Too many writers talk and act as if writing were slow torture. As New York sports writer Red Smith once observed, “Writing is easy. All you do is sit down at a typewriter and open a vein.” If you want to write, here’s a secret: the writer’s struggle is overrated, a con game, a cognitive distortion, a self-fulfilling prophecy, the best excuse for not writing.
From Writing Tools: 50 Essential Strategies for Every Writer

You’re never done growing as a writer. I realized this when I saw the differences reading my novels, Dissonance and Serenade. Only a year after Dissonance’s release—a year of obsessive practice and reading—my skill had improved.

Serenade surprised me. I often found myself staring at a sentence and thinking, “Did I write that?” Time and practice will help you grow, and you will find it worth the effort.

Dissonance and Serenade each have different qualities that make them special. I love Dissonance because:

  • It was the first book I finished. I’d written stories in the past, but something about them didn’t feel complete, even as first drafts.
  • When I released Dissonance, I was doing more than putting a story out for an audience. I was proving I could overcome my own insecurity by giving my work a chance. It was the first time I walked past fear, following a dream.
  • It has heavy backstory. I have three bound copies of previous drafts; each could stand on its own, trailing off into a different adventure. Same story, different breath…same dream, different night.

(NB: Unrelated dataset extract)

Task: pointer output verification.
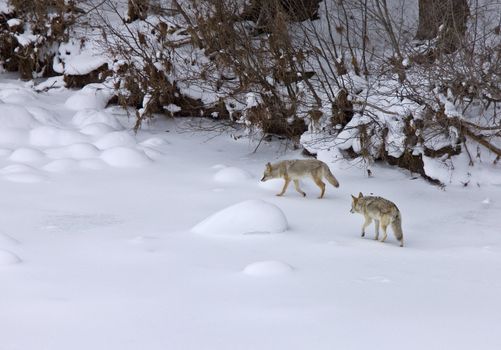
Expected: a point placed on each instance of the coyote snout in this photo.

I am proud of Serenade because:

  • When I wrote it, I was able to plan where each scene would go, meaning I had a clearer path. Unlike with Dissonance, there won’t be three bound versions of Serenade; I’d found a manner of plotting that worked for me. Instead of same dream, different night, this book is one vivid dream.
  • Reading Serenade showed me that my hobby was so much more than a hobby. For a long time, writing has been something I did because I enjoyed it, but my work was read only by my closest friends. Serenade opened my eyes to the fact that, with time and hard work, my audience will grow.
  • This second completed work on my shelf is a reminder that, just like Allie has a long story waiting to be told, my own journey has just begun.

I’m excited that there’s room for improvement in my writing. I’m eager to learn what my weaknesses are, then work until I surprise myself with more growth. This homework is exciting, rewarding, and fun.

So where do I start? With the basics, of course.

writingtools

I found the book Writing Tools: 50 Essential Strategies for Every Writer at a yard sale, and it’s been sitting on my shelf for well over a year. Today I decided to page through it; to my delight, I found there are exercises.

I will never be finished learning to write, so may as well enjoy the lessons. If Dissonance and Serenade were the first two “chapters” of my journey, I’m gearing up to embark on the third.

What books do you believe are most helpful when it comes to improving as a writer? Do you delight in constructive criticism, or does it sound overwhelming? (If so, don’t worry–you have reason to be overwhelmed!)